Let $D$ be a domain in $\mathbb R^n$. There are two balls $B_1$ and $B_2$ in $D$ with the same small radius $\varepsilon$. How to construct a bi-Lipschitz homeomorphism $f$ of $D$ onto itself that maps $B_1$ onto $B_2$?

Answer 1

I'm assuming $D$ is open and connected. Then there is a path $$\gamma:\quad s\mapsto \gamma(s)\in D\qquad(0\leq s\leq L)\ ,$$ parametrized by arc length, with $\gamma(5\epsilon)={\bf p}$, $\gamma(L-5\epsilon)={\bf q}$, where ${\bf p}$ and ${\bf q}$ are the centers of the two balls. We may even assume that the ends of $\gamma$ are straight within the last $10\epsilon$. Use this path to construct a tube $T\subset D$ of thickness $10\epsilon$ that contains the two balls in its interior.

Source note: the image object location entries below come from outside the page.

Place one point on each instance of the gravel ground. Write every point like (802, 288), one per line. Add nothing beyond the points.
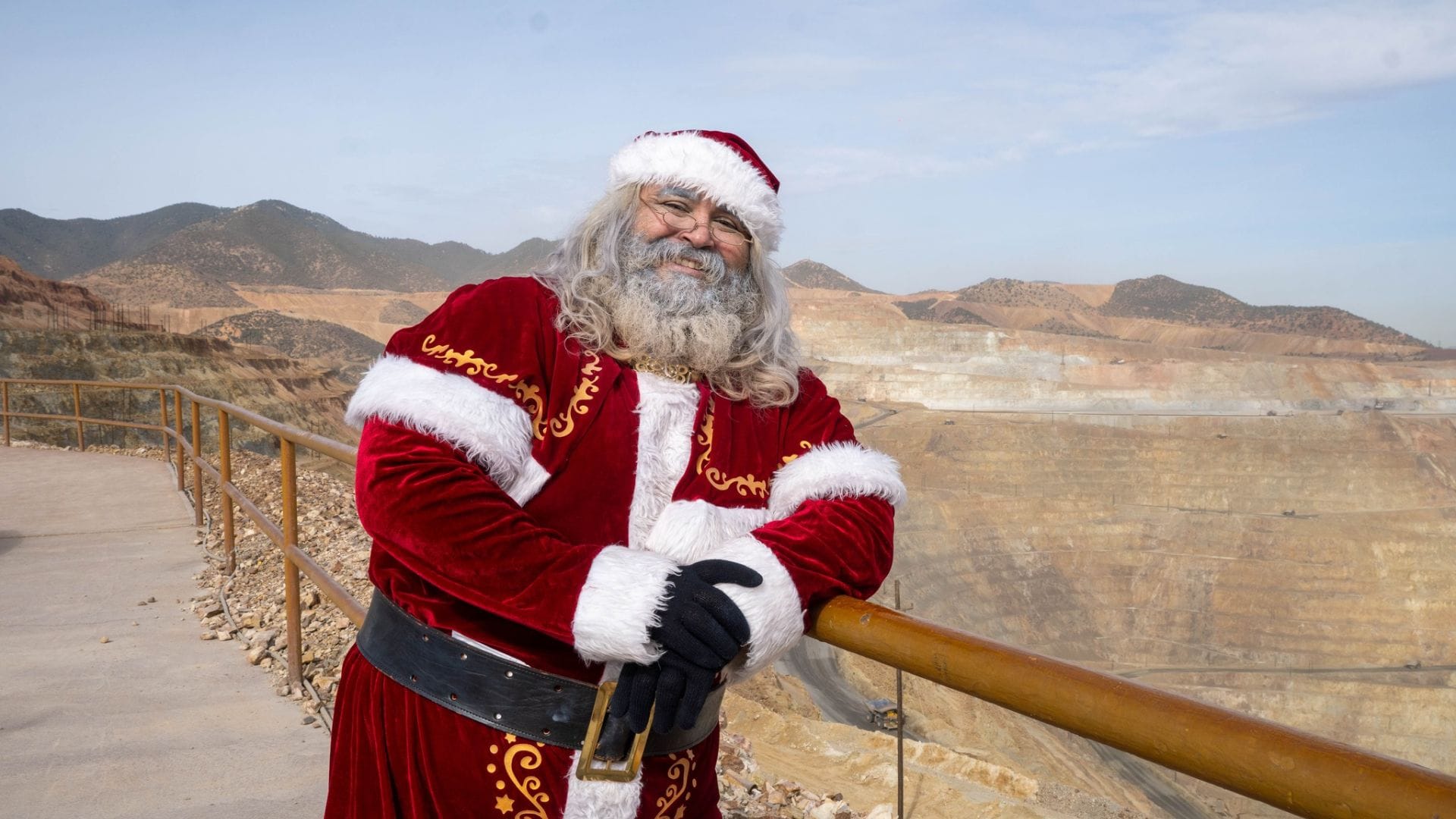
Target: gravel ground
(248, 611)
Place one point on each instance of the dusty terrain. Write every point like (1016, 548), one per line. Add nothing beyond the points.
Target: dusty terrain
(1264, 525)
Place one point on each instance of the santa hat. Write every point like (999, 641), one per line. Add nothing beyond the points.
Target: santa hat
(717, 164)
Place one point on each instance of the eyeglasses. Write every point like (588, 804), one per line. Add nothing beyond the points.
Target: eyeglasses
(677, 215)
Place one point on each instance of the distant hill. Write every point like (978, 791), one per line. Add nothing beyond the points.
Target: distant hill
(400, 311)
(33, 302)
(188, 254)
(297, 338)
(1171, 300)
(61, 248)
(808, 273)
(941, 311)
(177, 286)
(1015, 293)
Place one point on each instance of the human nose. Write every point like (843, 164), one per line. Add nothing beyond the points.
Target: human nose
(698, 235)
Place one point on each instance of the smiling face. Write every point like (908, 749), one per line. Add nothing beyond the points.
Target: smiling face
(664, 206)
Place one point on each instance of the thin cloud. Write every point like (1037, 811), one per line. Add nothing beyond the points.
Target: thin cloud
(799, 72)
(1258, 69)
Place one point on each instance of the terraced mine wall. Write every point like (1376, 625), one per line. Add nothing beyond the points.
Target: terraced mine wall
(1152, 519)
(864, 349)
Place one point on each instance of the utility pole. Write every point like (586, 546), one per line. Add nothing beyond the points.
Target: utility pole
(900, 727)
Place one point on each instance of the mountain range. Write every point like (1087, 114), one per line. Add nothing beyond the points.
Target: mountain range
(1059, 308)
(193, 253)
(197, 256)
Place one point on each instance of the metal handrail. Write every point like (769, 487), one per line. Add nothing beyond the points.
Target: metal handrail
(1296, 771)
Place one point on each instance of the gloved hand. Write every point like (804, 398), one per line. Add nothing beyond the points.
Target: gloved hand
(677, 687)
(701, 624)
(701, 632)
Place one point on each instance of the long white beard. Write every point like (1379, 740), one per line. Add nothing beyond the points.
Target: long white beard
(679, 319)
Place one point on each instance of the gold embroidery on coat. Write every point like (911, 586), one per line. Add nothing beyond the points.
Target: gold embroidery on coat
(679, 771)
(743, 484)
(530, 397)
(804, 445)
(561, 426)
(466, 360)
(529, 757)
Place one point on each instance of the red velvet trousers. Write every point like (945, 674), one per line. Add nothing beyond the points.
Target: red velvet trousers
(400, 755)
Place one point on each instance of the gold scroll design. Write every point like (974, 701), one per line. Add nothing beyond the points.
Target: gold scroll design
(468, 360)
(563, 426)
(526, 757)
(677, 790)
(786, 460)
(743, 484)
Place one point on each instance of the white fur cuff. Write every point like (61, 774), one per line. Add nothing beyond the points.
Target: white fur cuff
(487, 428)
(618, 605)
(833, 471)
(772, 610)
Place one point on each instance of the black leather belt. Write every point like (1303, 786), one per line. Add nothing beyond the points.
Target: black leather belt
(509, 695)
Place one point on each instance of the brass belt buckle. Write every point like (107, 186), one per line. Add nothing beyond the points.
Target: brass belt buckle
(585, 767)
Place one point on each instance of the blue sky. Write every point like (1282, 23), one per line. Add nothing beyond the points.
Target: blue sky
(1282, 152)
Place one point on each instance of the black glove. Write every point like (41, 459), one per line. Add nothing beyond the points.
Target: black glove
(677, 687)
(702, 624)
(701, 632)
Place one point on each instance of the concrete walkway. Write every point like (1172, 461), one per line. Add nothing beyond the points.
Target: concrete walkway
(155, 722)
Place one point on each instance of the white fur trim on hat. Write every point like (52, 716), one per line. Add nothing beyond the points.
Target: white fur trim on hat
(490, 428)
(833, 471)
(710, 167)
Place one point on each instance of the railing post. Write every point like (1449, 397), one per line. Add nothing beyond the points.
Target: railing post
(177, 416)
(197, 465)
(224, 469)
(290, 570)
(162, 400)
(80, 428)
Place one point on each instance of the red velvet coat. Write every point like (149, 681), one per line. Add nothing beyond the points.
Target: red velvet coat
(532, 496)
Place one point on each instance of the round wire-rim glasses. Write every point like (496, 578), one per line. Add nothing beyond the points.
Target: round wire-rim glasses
(726, 234)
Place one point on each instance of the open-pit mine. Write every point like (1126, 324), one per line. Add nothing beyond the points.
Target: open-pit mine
(1263, 521)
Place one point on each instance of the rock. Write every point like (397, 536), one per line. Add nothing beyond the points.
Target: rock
(823, 811)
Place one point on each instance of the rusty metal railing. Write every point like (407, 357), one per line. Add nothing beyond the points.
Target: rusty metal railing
(1296, 771)
(284, 534)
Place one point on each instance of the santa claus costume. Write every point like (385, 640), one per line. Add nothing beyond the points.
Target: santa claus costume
(532, 499)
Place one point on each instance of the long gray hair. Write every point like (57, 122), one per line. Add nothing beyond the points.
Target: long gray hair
(764, 362)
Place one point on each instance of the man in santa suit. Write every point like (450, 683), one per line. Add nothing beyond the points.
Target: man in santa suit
(615, 469)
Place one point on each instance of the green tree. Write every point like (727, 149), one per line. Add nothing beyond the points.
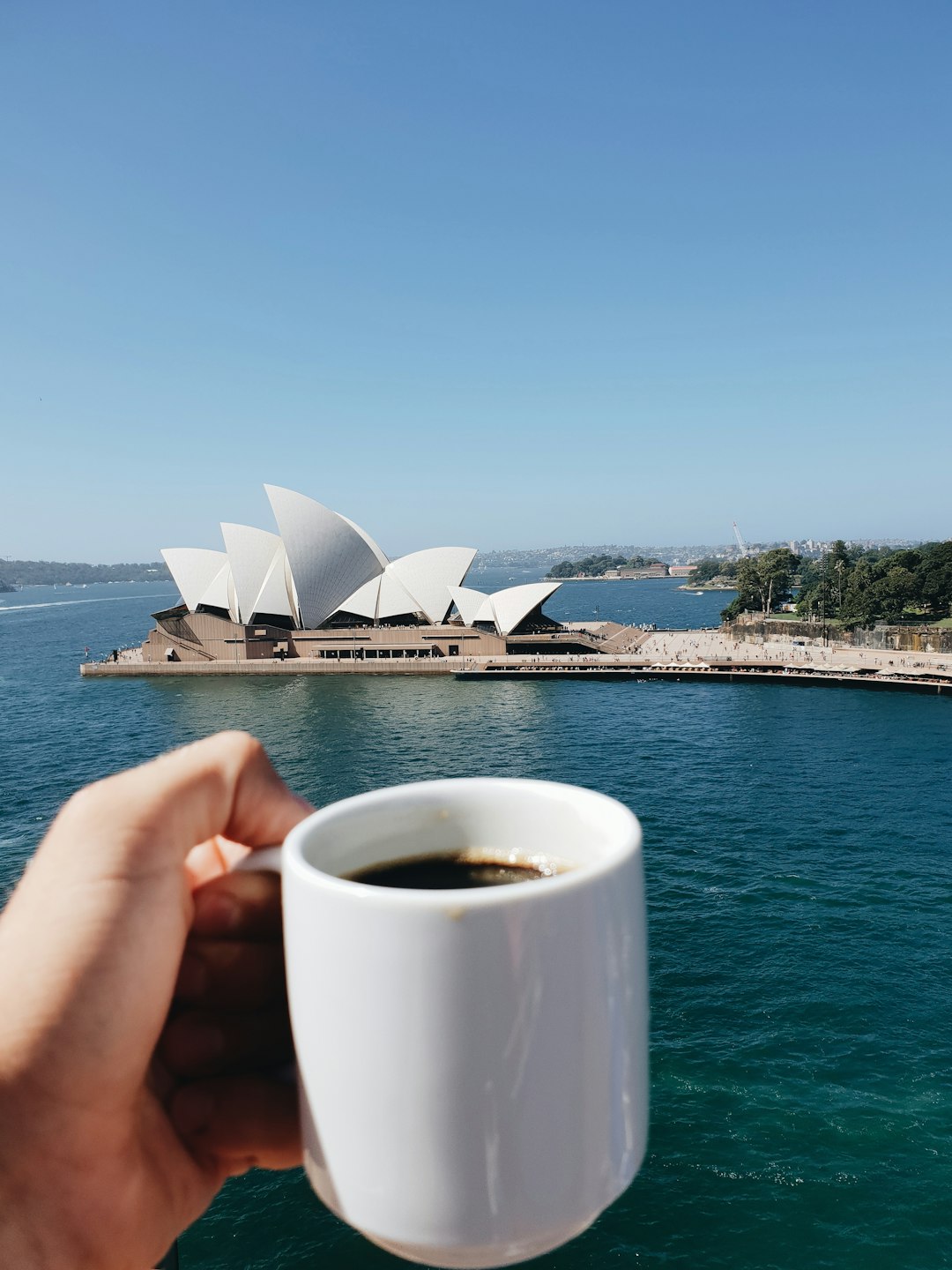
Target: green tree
(763, 583)
(934, 578)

This tube is the image of a cylinder $C$ of length $L$ along the $x_1$-axis in an auxiliary space; say $T=\phi(C)$. Construct a homeomorphism $g:\>C\to C$ that fixes the boundary $\partial C$ pointwise, and maps the copy $\hat B_1:=\phi^{-1}(B_1)\subset C$ onto $\hat B_2\subset C$. We now "transport" $g$ to $T$ via the parametrization $\phi:\>C\to T$ of the tube, and define $$f(x)=x \quad(x\in D\setminus T), \qquad f(x):=\phi\bigl( g\bigl(\phi^{-1}(x)\bigr)\bigr)\quad(x\in T)\ .$$ This $f$ will be Lipschitz with a Lipschitz constant of order of magnitude ${L\over\epsilon}$.